Sedikit cerita tentang bagaimana gue belajar. Gue ini bisa dibilang anak yang males banget, tapi tanggung jawab. Gue males banget, males belajar maupun males pekerjaan rumah. Rajinnya pas bapak gue ngomel doang. Tapi selama ada tugas atau PR, selagi gue bisa gue pasti kerjain dan gue bener-bener berusaha buat bisa. Tapi kalo emang udah gak bisa, optionnya adalah nyontek atau gak ngerjain terus sedih. Tolong bedain antara PR dan tugas, karena menurut gue PR adalah pekerjaan rumah yang keseringan deadline-nya terlalu mepet, gak terlalu berat, dan masih bisa nyontek sama temen. Tapi kalau tugas, tugas adalah pekerjaan berat yang seringkali deadline-nya gak terlalu mepet, proses pengerjaannya lama, mustahil bisa nyontek. Pas SMA, pekerjaan rumah yang kita dapet itu berupa PR dan jarang banget kita dapet tugas, paling tugas kelompok. Sebaliknya pas kuliah.

Waktu SMA, gue adalah anak IPA walaupun bisa dibilang IPA IPA-an. Gue milih IPA karena gue ini orangnya susah banget ngapal, kalau mau apal teks di buku harus dinadain dulu dan ngapalinnya pake nada. Yang gue kira di IPA bakalan lebih baik, ternyata gue ngerasa gak bisa nguasain pelajaran-pelajaran eksak ini. Berantakanlah PR gue, dari 10 soal kimia paling yang bisa gue jawab cuman 1, itu juga kalau bener. Saat itu gue belum tau gimana sih model cara gue belajar. Dan sekarang, gue mulai paham, model belajar gue itu bikin mindmap, catatan harus rapih dan berwarna, singkat, dan baca-nya harus malem. Walaupun hasil emang gak bagus-bagus amat, paling kaga cukup membantu gue dalam ulangan dan ngerjain tugas. Gue juga sekarang gak akan bisa mulai belajar kalau masih berantakan, dan belum mandi wkwk (tapi gak putih-putih). Biasanya gue ini belajar H-1 sebelum ujian, dan gue bikin rangkuman atau mindmap di kertas hvs selembar hari itu juga abis itu gue baca dan gue hapalin (pake nada) termasuk di kamar mandi.
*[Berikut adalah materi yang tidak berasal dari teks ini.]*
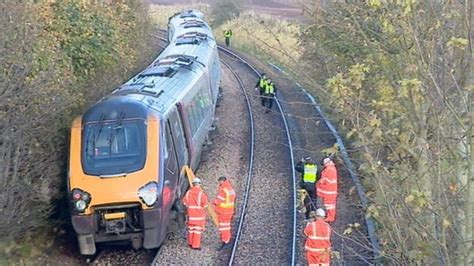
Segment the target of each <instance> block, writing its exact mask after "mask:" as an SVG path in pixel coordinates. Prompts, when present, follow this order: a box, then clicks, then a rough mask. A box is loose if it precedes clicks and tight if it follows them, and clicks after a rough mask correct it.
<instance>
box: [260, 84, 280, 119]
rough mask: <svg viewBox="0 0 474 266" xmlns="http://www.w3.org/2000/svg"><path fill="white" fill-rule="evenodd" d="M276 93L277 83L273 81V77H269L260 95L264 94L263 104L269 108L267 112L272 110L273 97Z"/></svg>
mask: <svg viewBox="0 0 474 266" xmlns="http://www.w3.org/2000/svg"><path fill="white" fill-rule="evenodd" d="M275 94H276V86H275V84H274V83H273V82H272V80H271V79H267V82H265V86H264V87H263V90H262V91H261V93H260V95H262V96H261V97H262V105H263V106H264V107H266V108H267V109H266V110H265V112H266V113H268V112H270V110H271V109H272V106H273V98H274V97H275Z"/></svg>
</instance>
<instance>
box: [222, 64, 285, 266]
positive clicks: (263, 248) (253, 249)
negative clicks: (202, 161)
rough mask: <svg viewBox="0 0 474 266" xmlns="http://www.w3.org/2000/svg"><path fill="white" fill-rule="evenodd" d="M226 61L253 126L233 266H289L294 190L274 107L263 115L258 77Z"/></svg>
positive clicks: (284, 132)
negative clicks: (293, 194) (236, 84)
mask: <svg viewBox="0 0 474 266" xmlns="http://www.w3.org/2000/svg"><path fill="white" fill-rule="evenodd" d="M225 59H226V61H227V62H228V63H229V64H230V65H231V66H232V67H233V68H234V71H236V72H237V74H238V75H239V76H240V77H241V79H242V81H243V83H244V85H245V87H246V91H247V93H248V94H249V96H250V102H251V105H252V109H253V114H254V122H255V161H254V174H253V176H252V181H251V189H250V195H249V202H248V206H247V212H246V218H245V223H244V225H243V232H242V235H241V238H240V241H239V244H238V247H237V254H236V258H235V260H234V262H235V264H237V265H241V264H269V263H271V264H279V265H281V264H285V265H288V264H290V263H291V240H292V232H293V220H292V215H293V201H292V200H293V198H292V195H293V186H292V180H291V179H292V175H291V164H289V162H288V158H289V153H288V144H287V143H288V141H287V139H286V132H285V130H284V125H283V123H282V120H281V116H280V114H279V113H278V112H277V111H276V110H277V107H276V104H274V106H273V109H272V110H271V112H269V113H266V112H265V109H264V108H263V107H261V106H260V97H258V92H256V91H255V90H254V85H255V83H256V81H257V79H258V78H257V77H256V75H255V74H254V73H252V72H249V68H248V67H247V66H245V65H243V64H242V63H240V62H238V61H236V60H229V59H228V58H225Z"/></svg>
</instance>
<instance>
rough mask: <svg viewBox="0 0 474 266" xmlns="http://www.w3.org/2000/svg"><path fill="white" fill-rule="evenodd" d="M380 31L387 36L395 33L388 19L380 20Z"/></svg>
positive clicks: (392, 24)
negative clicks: (384, 32) (390, 34)
mask: <svg viewBox="0 0 474 266" xmlns="http://www.w3.org/2000/svg"><path fill="white" fill-rule="evenodd" d="M382 30H383V31H384V32H386V33H388V34H393V33H395V27H394V26H393V24H392V23H391V22H390V21H389V20H388V19H382Z"/></svg>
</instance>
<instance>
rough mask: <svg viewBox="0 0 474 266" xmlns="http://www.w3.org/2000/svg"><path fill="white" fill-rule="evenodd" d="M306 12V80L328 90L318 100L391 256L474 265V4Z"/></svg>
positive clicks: (400, 1)
mask: <svg viewBox="0 0 474 266" xmlns="http://www.w3.org/2000/svg"><path fill="white" fill-rule="evenodd" d="M306 11H308V14H309V17H310V19H311V25H310V26H308V27H307V28H305V29H304V31H303V36H302V41H303V47H304V51H305V53H304V54H305V57H306V58H308V59H312V60H311V61H312V63H311V64H312V66H313V67H312V68H311V69H312V70H311V71H308V75H312V76H316V77H319V80H318V81H319V82H321V80H327V82H326V88H327V91H326V93H324V94H323V93H319V95H320V97H321V99H324V100H325V102H328V103H329V104H330V105H329V106H327V109H330V110H331V111H332V114H333V117H335V118H337V119H338V121H339V125H340V128H341V129H343V130H344V131H345V132H347V138H348V140H350V141H351V143H352V147H353V148H354V150H353V157H354V158H355V159H357V160H358V164H359V172H360V174H361V175H362V176H363V177H364V178H365V186H366V188H367V189H368V190H369V191H370V193H371V199H372V201H373V204H372V205H371V206H370V207H369V209H368V210H367V215H370V216H372V217H373V218H374V219H375V220H376V221H377V225H378V234H379V237H380V241H381V245H382V248H383V250H382V254H381V255H382V256H384V257H385V259H387V260H390V261H392V262H396V263H401V264H405V263H409V262H417V263H422V264H444V265H449V264H464V263H466V264H469V262H468V261H470V262H471V263H472V262H473V257H472V256H474V246H473V245H472V242H473V232H472V230H473V223H472V222H473V213H472V211H473V205H474V186H473V181H474V180H473V176H474V173H473V169H474V168H473V163H474V160H473V159H474V156H473V148H474V146H473V141H474V140H473V137H474V132H473V120H474V119H473V110H472V107H473V106H472V105H473V102H474V98H473V89H474V87H473V78H474V77H473V76H472V75H473V72H472V70H473V66H472V56H473V50H472V48H473V47H472V44H473V43H472V30H473V25H472V11H473V10H472V5H470V4H469V1H468V2H463V1H447V2H445V3H442V2H435V1H419V2H418V1H395V2H393V3H390V1H389V3H387V2H386V1H379V0H369V1H366V3H365V4H360V3H358V4H334V5H318V4H316V5H313V6H311V7H309V6H308V7H307V9H306ZM469 31H471V32H469ZM308 69H309V68H308ZM326 100H327V101H326ZM469 256H470V257H469Z"/></svg>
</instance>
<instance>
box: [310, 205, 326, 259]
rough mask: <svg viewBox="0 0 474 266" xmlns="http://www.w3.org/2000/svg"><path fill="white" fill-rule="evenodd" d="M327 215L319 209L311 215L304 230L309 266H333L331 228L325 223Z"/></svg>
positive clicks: (319, 208)
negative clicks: (305, 238)
mask: <svg viewBox="0 0 474 266" xmlns="http://www.w3.org/2000/svg"><path fill="white" fill-rule="evenodd" d="M325 215H326V213H325V212H324V210H323V209H321V208H319V209H317V210H316V211H315V212H314V211H313V212H311V213H310V221H309V222H308V224H307V225H306V227H305V229H304V234H305V235H306V242H305V246H304V249H305V250H306V260H307V262H308V265H321V266H329V265H330V264H331V226H330V225H329V224H328V223H326V222H325V221H324V217H325Z"/></svg>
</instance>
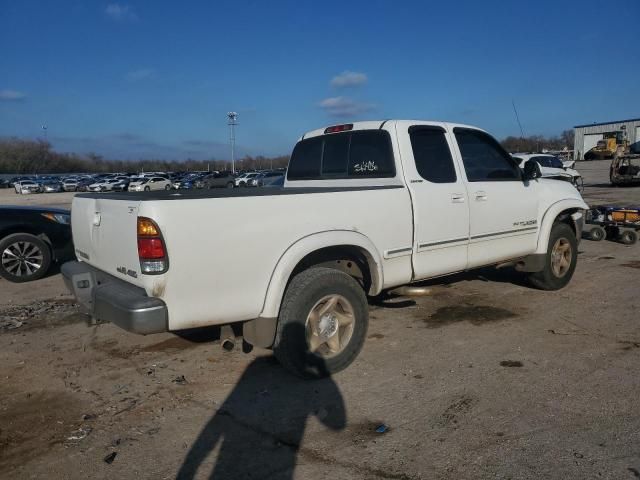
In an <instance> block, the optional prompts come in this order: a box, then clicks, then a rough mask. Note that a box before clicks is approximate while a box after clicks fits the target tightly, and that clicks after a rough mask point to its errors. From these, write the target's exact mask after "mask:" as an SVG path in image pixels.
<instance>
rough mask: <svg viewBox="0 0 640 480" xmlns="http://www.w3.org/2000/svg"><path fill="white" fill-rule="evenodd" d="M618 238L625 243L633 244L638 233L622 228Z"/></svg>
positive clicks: (637, 235)
mask: <svg viewBox="0 0 640 480" xmlns="http://www.w3.org/2000/svg"><path fill="white" fill-rule="evenodd" d="M618 240H620V243H624V244H625V245H633V244H634V243H636V242H637V241H638V234H637V233H636V232H635V231H634V230H623V231H622V232H620V236H619V237H618Z"/></svg>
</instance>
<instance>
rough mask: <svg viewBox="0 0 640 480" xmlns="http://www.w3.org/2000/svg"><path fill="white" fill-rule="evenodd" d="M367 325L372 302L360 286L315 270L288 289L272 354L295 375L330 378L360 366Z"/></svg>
mask: <svg viewBox="0 0 640 480" xmlns="http://www.w3.org/2000/svg"><path fill="white" fill-rule="evenodd" d="M332 302H333V307H332ZM323 309H324V311H323ZM368 325H369V309H368V304H367V297H366V295H365V293H364V291H363V289H362V287H361V286H360V284H358V282H356V280H355V279H353V278H352V277H351V276H349V275H347V274H346V273H344V272H341V271H339V270H334V269H331V268H320V267H317V268H311V269H309V270H305V271H303V272H301V273H299V274H298V275H296V276H295V277H294V278H293V280H292V281H291V283H290V284H289V286H288V287H287V291H286V292H285V295H284V299H283V301H282V305H281V307H280V314H279V316H278V327H277V330H276V338H275V341H274V345H273V351H274V354H275V356H276V358H277V359H278V360H279V362H280V363H281V364H282V366H283V367H284V368H286V369H287V370H289V371H290V372H291V373H293V374H295V375H298V376H300V377H303V378H322V377H327V376H329V375H331V374H333V373H336V372H339V371H341V370H343V369H345V368H347V367H348V366H349V365H350V364H351V363H352V362H353V361H354V360H355V358H356V357H357V356H358V354H359V353H360V350H362V345H363V344H364V340H365V338H366V335H367V328H368ZM319 342H322V343H319ZM312 344H313V345H314V350H315V351H314V352H312V351H311V345H312Z"/></svg>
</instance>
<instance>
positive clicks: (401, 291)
mask: <svg viewBox="0 0 640 480" xmlns="http://www.w3.org/2000/svg"><path fill="white" fill-rule="evenodd" d="M389 293H390V294H391V295H398V296H400V297H426V296H428V295H431V289H430V288H427V287H418V286H412V285H403V286H402V287H398V288H394V289H393V290H390V291H389Z"/></svg>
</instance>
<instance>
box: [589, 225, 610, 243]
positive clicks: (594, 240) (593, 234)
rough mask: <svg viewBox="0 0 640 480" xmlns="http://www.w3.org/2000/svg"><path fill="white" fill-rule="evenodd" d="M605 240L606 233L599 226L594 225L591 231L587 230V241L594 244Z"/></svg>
mask: <svg viewBox="0 0 640 480" xmlns="http://www.w3.org/2000/svg"><path fill="white" fill-rule="evenodd" d="M605 238H607V232H606V231H605V229H604V228H602V227H601V226H600V225H596V226H595V227H593V228H592V229H591V230H589V240H593V241H594V242H599V241H601V240H604V239H605Z"/></svg>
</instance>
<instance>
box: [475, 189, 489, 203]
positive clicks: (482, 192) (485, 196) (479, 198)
mask: <svg viewBox="0 0 640 480" xmlns="http://www.w3.org/2000/svg"><path fill="white" fill-rule="evenodd" d="M475 195H476V201H478V202H486V201H487V192H483V191H478V192H476V193H475Z"/></svg>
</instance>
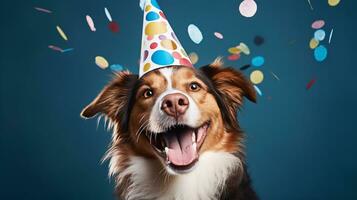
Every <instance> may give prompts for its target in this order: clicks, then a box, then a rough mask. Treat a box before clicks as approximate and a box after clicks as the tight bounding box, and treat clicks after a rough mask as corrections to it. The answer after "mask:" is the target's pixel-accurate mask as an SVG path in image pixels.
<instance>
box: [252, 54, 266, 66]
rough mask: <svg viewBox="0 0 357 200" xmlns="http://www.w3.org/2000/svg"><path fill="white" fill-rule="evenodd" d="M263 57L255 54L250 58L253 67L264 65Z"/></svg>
mask: <svg viewBox="0 0 357 200" xmlns="http://www.w3.org/2000/svg"><path fill="white" fill-rule="evenodd" d="M264 62H265V60H264V57H263V56H256V57H254V58H253V59H252V65H253V66H255V67H260V66H262V65H264Z"/></svg>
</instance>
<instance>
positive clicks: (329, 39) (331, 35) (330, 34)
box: [328, 29, 333, 44]
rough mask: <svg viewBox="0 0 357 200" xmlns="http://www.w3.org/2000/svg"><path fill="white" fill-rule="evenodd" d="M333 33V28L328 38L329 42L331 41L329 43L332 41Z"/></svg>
mask: <svg viewBox="0 0 357 200" xmlns="http://www.w3.org/2000/svg"><path fill="white" fill-rule="evenodd" d="M332 34H333V29H331V32H330V37H329V38H328V43H329V44H330V43H331V39H332Z"/></svg>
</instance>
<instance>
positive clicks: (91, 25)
mask: <svg viewBox="0 0 357 200" xmlns="http://www.w3.org/2000/svg"><path fill="white" fill-rule="evenodd" d="M86 19H87V23H88V26H89V28H90V30H91V31H93V32H94V31H96V28H95V26H94V22H93V19H92V18H91V17H90V16H89V15H87V16H86Z"/></svg>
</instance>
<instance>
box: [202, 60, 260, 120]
mask: <svg viewBox="0 0 357 200" xmlns="http://www.w3.org/2000/svg"><path fill="white" fill-rule="evenodd" d="M200 69H201V71H202V72H203V73H204V75H205V76H206V77H207V78H208V79H210V82H211V83H212V86H213V88H215V93H217V94H218V95H219V96H220V98H221V99H222V100H223V101H224V102H223V103H224V104H225V105H227V106H228V107H227V109H228V111H229V113H230V115H231V117H234V118H235V116H236V112H237V109H238V108H239V107H240V106H241V105H242V102H243V97H246V98H247V99H249V100H250V101H252V102H256V92H255V90H254V88H253V85H252V84H251V83H250V81H248V80H247V79H246V78H245V77H244V75H243V74H242V73H241V72H240V71H238V70H235V69H233V68H230V67H228V68H223V62H222V61H221V59H220V58H218V59H216V60H215V61H214V62H213V63H212V64H210V65H207V66H204V67H201V68H200Z"/></svg>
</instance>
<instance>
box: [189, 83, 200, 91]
mask: <svg viewBox="0 0 357 200" xmlns="http://www.w3.org/2000/svg"><path fill="white" fill-rule="evenodd" d="M199 89H200V85H199V84H198V83H196V82H193V83H191V84H190V90H191V91H198V90H199Z"/></svg>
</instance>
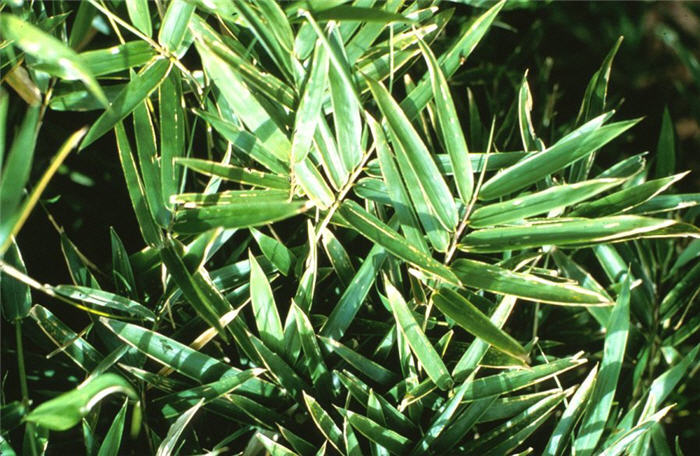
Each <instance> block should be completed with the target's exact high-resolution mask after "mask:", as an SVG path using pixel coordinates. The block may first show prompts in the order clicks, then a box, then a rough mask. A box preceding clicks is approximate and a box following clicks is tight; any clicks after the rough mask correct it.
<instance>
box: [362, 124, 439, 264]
mask: <svg viewBox="0 0 700 456" xmlns="http://www.w3.org/2000/svg"><path fill="white" fill-rule="evenodd" d="M365 118H366V119H367V124H368V125H369V128H370V130H371V131H372V136H373V137H374V144H375V147H376V148H377V155H378V156H379V164H380V166H381V171H380V173H381V175H382V177H383V178H384V183H385V184H386V189H387V193H388V194H389V197H390V198H391V200H392V202H391V204H392V206H393V207H394V210H396V214H397V215H398V218H399V223H400V224H401V230H402V231H403V233H404V235H405V236H406V240H407V241H408V242H409V243H411V244H412V245H414V246H416V247H417V248H418V249H419V250H421V251H423V252H424V253H428V252H429V250H428V245H427V244H426V242H425V239H424V238H423V233H422V232H421V229H420V225H419V224H418V218H417V216H416V213H415V211H414V210H413V206H412V205H411V200H410V197H409V194H408V191H407V190H406V187H405V185H404V183H403V181H402V179H401V175H400V174H399V169H398V167H397V165H396V162H395V161H394V157H393V156H392V153H391V150H390V149H389V144H388V143H387V141H386V136H385V135H384V131H383V129H382V127H381V125H379V123H378V122H377V121H376V120H374V118H373V117H371V116H370V115H369V114H367V113H365ZM358 185H359V184H358Z"/></svg>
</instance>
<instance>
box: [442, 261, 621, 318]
mask: <svg viewBox="0 0 700 456" xmlns="http://www.w3.org/2000/svg"><path fill="white" fill-rule="evenodd" d="M452 271H453V272H454V273H455V274H456V275H457V277H459V279H460V280H461V281H462V282H463V283H464V285H466V286H468V287H473V288H477V289H479V288H480V289H484V290H488V291H491V292H493V293H498V294H509V295H513V296H518V297H521V298H525V299H529V300H533V301H541V302H546V303H549V304H561V305H566V306H576V305H579V306H580V305H583V306H586V305H609V301H608V299H607V298H606V297H605V296H602V295H600V294H598V293H596V292H593V291H590V290H587V289H585V288H581V287H578V286H574V285H569V284H562V283H557V282H550V281H548V280H545V279H542V278H540V277H537V276H534V275H530V274H523V273H519V272H512V271H510V270H507V269H503V268H500V267H498V266H492V265H490V264H487V263H482V262H480V261H474V260H467V259H463V258H460V259H458V260H456V261H455V262H454V265H453V266H452Z"/></svg>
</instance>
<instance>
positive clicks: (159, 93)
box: [158, 72, 186, 209]
mask: <svg viewBox="0 0 700 456" xmlns="http://www.w3.org/2000/svg"><path fill="white" fill-rule="evenodd" d="M158 101H159V109H158V111H159V114H160V119H159V120H160V180H161V192H162V194H163V202H164V203H165V205H166V207H167V208H168V209H172V203H171V202H170V197H171V196H172V195H174V194H176V193H178V190H179V188H180V184H181V178H182V174H183V173H182V170H181V169H176V168H175V159H177V158H178V157H180V156H183V155H185V141H186V138H185V136H186V135H185V100H184V98H183V94H182V86H181V81H180V79H179V78H178V75H177V73H175V72H173V73H171V74H169V75H168V77H167V78H165V80H164V81H163V82H162V83H161V85H160V86H159V88H158Z"/></svg>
Walaupun sebenernya ngambil jurusan yang penuh hapalan yang gue rasa gue salah jurusan lagi, tapi mau gimana gue udah kejebur dan harus gue selesain. Lagi juga kalau ditinggalin, sayang bidikmisi gue hehee. Masih inget juga gue kuliah pake duit rakyat, dan harus balik lagi ke rakyat. Bisa dibilang, di jurusan IPS ini gue kuliah maksain. Bener-bener bukan passion, apalagi gue masih ngerasa passion gue di bidang IPA. Tapi harus gue akuin, IPS itu bener-bener bagus dan anak IPA gak boleh ngeremehin IPS. Karena ternyata IPS itu bener-bener rumit, banyak teori gak sekedar lu hapalin tapi harus lu pahamin juga. IPS itu bukan ilmu pasti, itulah yang bikin susah. Jawabannya sesuai persepsi, apalagi sosiologi. Sedangkan kita semua tau, sudut pandang orang beda-beda. Maka dari itu ngejawab soal dari dosen kita landasin dengan teori, biar sejalan dan sepemikiran sama dosen -_- Aeh. Kayak orang bener.

Bukanlah orang bener emang, tapi belakangan gue mulai sadar kalau gue ini cagur dan calon PNS, Aamiin. Maka dari itu gue gak boleh dzolim sama rakyat yang udah biayain gue kuliah. Sadar doang, wkwk.

Gue sering mikir apakah gue bisa jadi PNS, apakah gue bisa ngelanjut  S2 dengan beasiswa? Mikir doang sih. Walaupun niat bikin tempelan-tempelan motivasi sering muncul di benak gue, tapi rasanya mager aja dan terlupakan begitu aja. Tapi kalau tempelan-tempelan deadline tugas mah udah hampir menuhin seprapat tembok kamar gue yang sangat minimalis (sempit). Tapi tempelan deadline gue nilai efektif banget loh buat ngingetin tugas.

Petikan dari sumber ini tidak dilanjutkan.